Mouchée en une poignée de mot, quel rabat joie, mais il avait raison, je ne savais rien de nous, peuple sombre. Ce sombre, semblait avoir le même mode de vie que moi, sur les routes, allant de cités en cités ou de camps en camps tout en évitant les ennuis, il semblait chercher quelque chose et pour l'heure, je ne lui en demanda pas plus et ni Lui, ni moi, n'étions un poids pour l'autre. Nos journées et nos balades, puis nos bivouacs, étaient rythmé par ses récits et cours sur nos origines, sur le culte de Shilen. Moi le suivant, écoutant, buvant même ses paroles Il avait ce don de me faire taire, malgré son timbre rocailleux qui trahissait son âge avancé, Il était très bon orateur et même professeur, c'est ainsi que nos premier jours se passèrent.
Il avait une autre manie, c'est à peine l'aube pointant qu'il se levait pour aller courir autour de notre petit camp improvisé chaque soir, ce vieux sombre avait une bonne foulée, il me fut dur d'arriver à le suivre les premiers jours, moi entêtée et curieuse d'observer son étrange manège, Il semblait observer les environs, pister du gibier ou d'autres traces, ou tout simplement s'entrainer. Il s'est avéré que malgré mon attention à ne pas me faire remarqué, que cela fut en vain, Il avait aussi ce don pour me piquer à vif de ses paroles. Ce qui avait le don de me pousser à me surpasser et Il le savait.
Alors plutôt que de me cacher, c'est comme il ce doit que chaque matins à l'aube, nous nous entrainions, ensembles. D'abord à la course à pied et puis au combat. Il s'est avéré être bien plus costaud et plus redoutable de ses poings que de prime abord et ceci avec le temps, me fut inculqué tout comme avec le temps, mon corps de femme se sculpta.
En Lui, je trouva comme un Père, un Mentor et sous sa tutelle, je devint femme, une femme qui même sans l'avouer, lui inspirait fierté et affection, mais même en lui inspirant cela, ce sombre, je le sentais, souffrait au fond de lui.

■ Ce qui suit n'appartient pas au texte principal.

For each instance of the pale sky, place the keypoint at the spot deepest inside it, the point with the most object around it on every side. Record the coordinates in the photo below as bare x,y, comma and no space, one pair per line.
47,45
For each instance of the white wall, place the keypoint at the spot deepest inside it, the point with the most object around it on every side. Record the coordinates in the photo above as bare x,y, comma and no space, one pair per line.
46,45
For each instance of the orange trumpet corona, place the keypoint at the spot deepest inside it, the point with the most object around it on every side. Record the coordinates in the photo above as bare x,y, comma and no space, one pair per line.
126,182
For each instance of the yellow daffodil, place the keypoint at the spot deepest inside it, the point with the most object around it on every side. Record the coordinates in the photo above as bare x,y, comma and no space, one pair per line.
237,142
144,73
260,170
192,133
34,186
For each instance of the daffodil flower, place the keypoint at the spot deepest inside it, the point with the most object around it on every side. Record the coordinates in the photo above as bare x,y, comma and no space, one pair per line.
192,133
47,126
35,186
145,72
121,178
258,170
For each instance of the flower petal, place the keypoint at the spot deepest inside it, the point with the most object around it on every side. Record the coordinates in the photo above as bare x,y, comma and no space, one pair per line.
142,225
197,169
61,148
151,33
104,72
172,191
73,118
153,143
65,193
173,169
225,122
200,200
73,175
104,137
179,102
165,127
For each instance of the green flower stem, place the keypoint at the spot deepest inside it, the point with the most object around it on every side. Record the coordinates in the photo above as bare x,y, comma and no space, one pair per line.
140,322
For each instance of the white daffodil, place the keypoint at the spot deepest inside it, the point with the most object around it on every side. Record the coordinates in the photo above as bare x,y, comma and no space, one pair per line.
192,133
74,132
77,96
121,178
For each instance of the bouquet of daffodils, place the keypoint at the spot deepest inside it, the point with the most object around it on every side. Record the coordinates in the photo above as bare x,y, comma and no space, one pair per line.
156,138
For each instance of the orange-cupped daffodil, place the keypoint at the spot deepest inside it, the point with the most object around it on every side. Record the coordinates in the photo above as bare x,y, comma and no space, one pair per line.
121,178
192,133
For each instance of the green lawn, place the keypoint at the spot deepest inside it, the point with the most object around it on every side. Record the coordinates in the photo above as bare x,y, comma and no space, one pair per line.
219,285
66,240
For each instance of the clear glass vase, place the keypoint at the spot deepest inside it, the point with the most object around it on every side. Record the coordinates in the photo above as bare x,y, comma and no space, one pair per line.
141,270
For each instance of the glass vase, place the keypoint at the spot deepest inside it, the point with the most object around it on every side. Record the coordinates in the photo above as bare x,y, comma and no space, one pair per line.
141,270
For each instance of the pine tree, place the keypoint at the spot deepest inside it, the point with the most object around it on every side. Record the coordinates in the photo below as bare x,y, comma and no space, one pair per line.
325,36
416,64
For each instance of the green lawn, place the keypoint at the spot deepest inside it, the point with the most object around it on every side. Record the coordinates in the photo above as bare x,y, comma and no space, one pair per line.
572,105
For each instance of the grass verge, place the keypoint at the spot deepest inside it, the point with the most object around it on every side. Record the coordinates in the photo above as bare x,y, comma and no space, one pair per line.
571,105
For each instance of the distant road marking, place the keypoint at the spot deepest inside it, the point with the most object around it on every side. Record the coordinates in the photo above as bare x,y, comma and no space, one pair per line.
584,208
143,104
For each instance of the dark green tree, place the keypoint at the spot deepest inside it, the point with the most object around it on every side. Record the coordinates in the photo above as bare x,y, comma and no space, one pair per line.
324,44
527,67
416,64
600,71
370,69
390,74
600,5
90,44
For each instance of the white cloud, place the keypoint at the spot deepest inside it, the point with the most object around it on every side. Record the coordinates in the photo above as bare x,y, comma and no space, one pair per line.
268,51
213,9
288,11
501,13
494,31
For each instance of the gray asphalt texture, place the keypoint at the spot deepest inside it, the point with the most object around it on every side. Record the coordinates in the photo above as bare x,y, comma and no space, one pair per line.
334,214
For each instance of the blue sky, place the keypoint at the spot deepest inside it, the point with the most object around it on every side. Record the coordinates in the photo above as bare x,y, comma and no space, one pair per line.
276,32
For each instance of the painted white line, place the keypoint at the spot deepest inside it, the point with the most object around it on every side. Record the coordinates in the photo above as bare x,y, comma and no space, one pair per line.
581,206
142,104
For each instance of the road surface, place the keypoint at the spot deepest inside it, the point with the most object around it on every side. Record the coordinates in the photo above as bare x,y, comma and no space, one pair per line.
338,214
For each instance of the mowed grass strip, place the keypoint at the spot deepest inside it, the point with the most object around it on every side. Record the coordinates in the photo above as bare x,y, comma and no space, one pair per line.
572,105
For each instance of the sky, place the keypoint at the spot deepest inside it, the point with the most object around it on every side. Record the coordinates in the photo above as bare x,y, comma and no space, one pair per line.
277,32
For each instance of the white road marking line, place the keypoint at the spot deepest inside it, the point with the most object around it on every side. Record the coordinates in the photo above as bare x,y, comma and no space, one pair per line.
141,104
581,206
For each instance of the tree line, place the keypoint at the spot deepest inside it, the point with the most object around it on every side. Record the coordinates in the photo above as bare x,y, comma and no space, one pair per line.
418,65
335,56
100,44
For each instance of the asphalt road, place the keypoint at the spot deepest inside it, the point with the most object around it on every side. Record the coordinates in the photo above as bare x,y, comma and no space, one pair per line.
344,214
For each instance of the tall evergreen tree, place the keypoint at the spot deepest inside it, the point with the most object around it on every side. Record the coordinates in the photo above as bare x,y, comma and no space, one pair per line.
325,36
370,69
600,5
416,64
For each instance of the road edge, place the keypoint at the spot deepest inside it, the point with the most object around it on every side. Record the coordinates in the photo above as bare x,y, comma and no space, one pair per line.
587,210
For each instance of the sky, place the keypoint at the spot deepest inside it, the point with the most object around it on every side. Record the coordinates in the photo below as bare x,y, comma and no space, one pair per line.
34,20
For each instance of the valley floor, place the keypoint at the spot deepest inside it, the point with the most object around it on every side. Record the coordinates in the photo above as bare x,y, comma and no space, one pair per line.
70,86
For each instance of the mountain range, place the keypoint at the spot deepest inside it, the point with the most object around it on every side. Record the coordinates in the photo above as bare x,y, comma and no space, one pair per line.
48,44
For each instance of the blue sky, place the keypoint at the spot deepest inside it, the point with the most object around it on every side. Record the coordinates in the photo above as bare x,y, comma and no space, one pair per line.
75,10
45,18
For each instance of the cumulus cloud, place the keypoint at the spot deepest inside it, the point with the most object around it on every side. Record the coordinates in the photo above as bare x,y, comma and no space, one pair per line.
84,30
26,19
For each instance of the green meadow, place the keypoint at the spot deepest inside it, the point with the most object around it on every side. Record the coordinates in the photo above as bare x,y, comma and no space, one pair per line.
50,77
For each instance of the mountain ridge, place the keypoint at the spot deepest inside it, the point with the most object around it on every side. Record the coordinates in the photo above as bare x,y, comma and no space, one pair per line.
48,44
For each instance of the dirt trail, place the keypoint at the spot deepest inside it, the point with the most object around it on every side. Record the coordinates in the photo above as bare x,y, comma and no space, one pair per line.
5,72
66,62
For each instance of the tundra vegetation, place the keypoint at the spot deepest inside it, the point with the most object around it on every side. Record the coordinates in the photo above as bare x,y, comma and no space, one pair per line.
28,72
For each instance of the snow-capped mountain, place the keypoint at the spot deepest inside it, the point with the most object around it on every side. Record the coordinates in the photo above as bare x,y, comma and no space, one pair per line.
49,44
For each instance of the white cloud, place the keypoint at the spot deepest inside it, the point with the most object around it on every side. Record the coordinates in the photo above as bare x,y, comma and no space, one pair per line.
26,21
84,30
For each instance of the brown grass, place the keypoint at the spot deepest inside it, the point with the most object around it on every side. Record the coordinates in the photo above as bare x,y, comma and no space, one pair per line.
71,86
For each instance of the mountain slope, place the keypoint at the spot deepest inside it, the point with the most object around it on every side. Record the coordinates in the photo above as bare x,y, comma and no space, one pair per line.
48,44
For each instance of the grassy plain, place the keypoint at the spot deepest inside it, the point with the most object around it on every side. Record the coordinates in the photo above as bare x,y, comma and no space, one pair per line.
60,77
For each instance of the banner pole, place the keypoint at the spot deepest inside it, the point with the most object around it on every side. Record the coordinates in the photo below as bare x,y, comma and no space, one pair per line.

Jamais je ne sut ce qui le rongeait, mais ce qu'il aspirait de moi fut fait et il devait à présent s'en retourner à ses recherches. Malgré mes invectives pour l'aider, il refusa, prétextant devoir faire cela seul. C'est le coeur plus lourd que je ne voulait l'avouer, que je le laissa s'en aller ... C'est un nouveau chapitre de ma vie qui s'ouvre en cet instant, alors que sa haute silhouette disparait derrière une coline, mon regard se porta ailleurs et c'est songeuse que je me dit, qu'il était temps pour moi de m'ouvrir au monde, désormais que je suis prêtre à l'affronter.
" Ce n'est peut-être pas un adieu, petite filouse"
Non, Il n'avait pas intérêt. C'est tranquillement, que je reprit ma route, à nouveau seule mais accompagnée de tant de souvenirs pour au moins toute une vie et c'est avec de tels enseignements, que je choisis de devenir Yathrin, car Shilen se devait de ne pas être oublié, Elle se devait d'être représentée et priée, j'allais y veiller.